Former Firefighter Is a Local Inventor

In 2014, NYC firefighter John Hartel created “My Transit Strap” to be used as a personal strap to avoid touching transit poles. (Photo: My Transit Strap, Facebook)

WINDSOR TERRACE — More than a decade ago in 2009, a new H1N1 influenza virus emerged, causing the first global flu pandemic in 40 years. It was during the following 15-month-long period that the public became more conscientious and exercised extra health and safety precautions.

In 2010, then-firefighter John Hartel, who attended Mass at St. Mel’s and Sacred Heart in Bayside, created his own automatic holy water dispenser. The idea, he told various media outlets at the time, came about eight years earlier when he was talking to a colleague about dipping their hands into the holy water fonts and shaking hands during the sign of peace at Mass.

[Related: Holy Water Fonts Adapt to Pandemic Times]

Hartel went to a lawyer to develop a patent and built a prototype that was originally in the shape of a cross. The goal of the prototype, he told IrishCentral in July 2010, was to provide one milliliter of water per person, allowing each cross to serve up to 350 parishioners.

Hartel applied for a patent with the United States Patent and Trademark Office in June 2010, but the project was later abandoned.

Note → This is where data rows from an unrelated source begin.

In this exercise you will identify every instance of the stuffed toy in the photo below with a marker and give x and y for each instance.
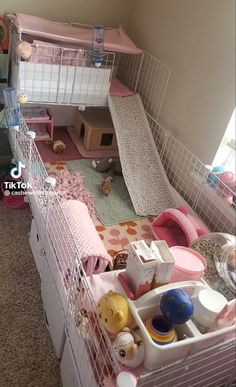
(22, 98)
(58, 146)
(106, 186)
(108, 165)
(24, 50)
(113, 311)
(129, 348)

However, during the same year of the Ebola virus outbreak in 2014, Hartel launched a Kickstarter campaign for his latest invention. It was a personal nylon strap and giant hook that public transit riders could hold and use in order to avoid touching transit poles with their bare hands.

The now-retired firefighter said this product is more affordable to make, compared to the automatic holy water dispenser — though it is still a financial hit. Hartel added that he hopes to relaunch and advertise the product again soon, given the ongoing coronavirus pandemic.